The hope was to have the lease ready to present to the College Board at its last meeting of the year on Nov. 17. Marchand has said, however, that UMMC notified him on Tuesday that there was now not enough time left to get the complex legal documents finalized for the College Board’s consideration next month. Marchand said the College Board has strict requirements on what appears on its agenda and often requires documents to be submitted more than a month in advance.
Since May, the Greenwood hospital has tried to buy time with two rounds of layoffs and the shutdown of several services. The hospital currently has 589 full- and part-time employees, down from almost 800 before the first round of cuts. Another 70 work for Aramark, the private contractor that handles laundry, housekeeping, maintenance and food services at the hospital.
Despite those austerity measures, the hospital lost another $2.4 million in September, the latest month reported. For the fiscal year that ended Sept. 30, total losses have been just under $18 million, despite the help of $9.6 million in coronavirus relief grants, mostly from the federal government.
The hospital has exhausted all of its available reserves and is living on borrowed money in the form of advance Medicare payments it received at the beginning of the COVID-19 pandemic in 2020. Those payments, however, are a loan that the hospital is having to pay back through deductions in its monthly reimbursements from Medicare.
As of Sept. 30, the hospital still owed $5.6 million on the Medicare liability, which was originally $16.5 million. UMMC’s unwillingness to assume any of the outstanding debt has been one of the two major remaining sticking points in the negotiations, Marchand said.
He explained that upon execution of a lease, it would take between four to nine months for UMMC to be issued new provider numbers to receive compensation from Medicare and Medicaid for services provided by the Greenwood hospital. To avoid the loss of that revenue, he said, the proposal would be for UMMC to use the hospital’s current provider numbers while it is going through the regulatory process to be issued new ones.
Once UMMC uses GLH’s provider numbers, however, it also assumes responsibility for the remainder of the advance Medicare payments, negotiators have recently learned.
The original thought, Marchand said, was for GLH to apply for a forgiveness of the loan, but that was taken off the table due to the numerous regulations that would kick in by UMMC assuming the loan.
UMMC is also asking for $3.5 million to be spent by the current owners of the 208-bed hospital on deferred maintenance, including replacing the roof within the next two years.
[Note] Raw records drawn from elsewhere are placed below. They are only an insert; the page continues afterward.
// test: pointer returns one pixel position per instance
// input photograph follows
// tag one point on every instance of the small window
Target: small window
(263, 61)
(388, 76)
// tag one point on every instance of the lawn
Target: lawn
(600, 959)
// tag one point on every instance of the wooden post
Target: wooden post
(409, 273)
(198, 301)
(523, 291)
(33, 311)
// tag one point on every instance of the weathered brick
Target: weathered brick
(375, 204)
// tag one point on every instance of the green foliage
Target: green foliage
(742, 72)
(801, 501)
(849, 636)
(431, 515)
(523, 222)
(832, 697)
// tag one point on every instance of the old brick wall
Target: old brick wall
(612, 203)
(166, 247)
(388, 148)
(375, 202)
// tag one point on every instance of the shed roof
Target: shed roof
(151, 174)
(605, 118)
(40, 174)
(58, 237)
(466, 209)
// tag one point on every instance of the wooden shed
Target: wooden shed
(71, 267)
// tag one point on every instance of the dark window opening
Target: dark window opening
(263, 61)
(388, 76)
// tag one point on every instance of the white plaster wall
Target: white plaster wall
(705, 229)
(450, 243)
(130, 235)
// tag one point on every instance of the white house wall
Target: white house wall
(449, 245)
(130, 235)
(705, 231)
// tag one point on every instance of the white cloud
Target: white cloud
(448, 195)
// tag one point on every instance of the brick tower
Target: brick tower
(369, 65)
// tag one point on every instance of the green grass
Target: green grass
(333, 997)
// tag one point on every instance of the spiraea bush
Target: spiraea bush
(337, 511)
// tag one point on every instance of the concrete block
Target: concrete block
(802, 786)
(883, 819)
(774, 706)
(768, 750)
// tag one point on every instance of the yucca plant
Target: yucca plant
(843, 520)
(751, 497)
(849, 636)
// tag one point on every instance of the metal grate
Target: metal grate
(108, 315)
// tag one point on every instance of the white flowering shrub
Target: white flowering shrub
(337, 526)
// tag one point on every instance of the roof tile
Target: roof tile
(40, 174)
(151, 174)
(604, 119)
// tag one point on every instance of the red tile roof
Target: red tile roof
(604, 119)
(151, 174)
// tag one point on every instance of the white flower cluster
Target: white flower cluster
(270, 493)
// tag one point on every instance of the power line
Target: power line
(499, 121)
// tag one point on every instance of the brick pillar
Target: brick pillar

Marchand said UMMC was initially requesting $4.5 million for repairs and replacement, but that figure was whittled down during negotiations.
UMMC is asking that the city and county guarantee to assume both obligations.
“If there is no lease, you don’t have to do a letter of credit,” Marchand told the City Council. “If there is a lease, then you (with the county) provide a $9 million letter of credit, and that letter of credit can be used to fund these deferred maintenance obligations and COVID loan repayments as those payments reoccur.”
Other than the request the hospital has made to Medicare for a hardship exemption to spread out the remaining payback over five years, there are currently no other options to help alleviate the situation, according to Marchand.
The City Council sounded committed to doing what it took to complete the lease and avoid closure of the hospital.
“We’re going to need $4.5 million, which we do not have,” Council President Ronnie Stevenson said.
Still, he said, he came around to agreeing to UMMC’s demands.
“They want money to put in to our hospital that we own for maintenance. We’re fixing our own roof. We’re fixing our own parking lot. I feel like now it’s worth it because it’s not like we’re giving money to UMMC. It’s like we’re fixing what we own.”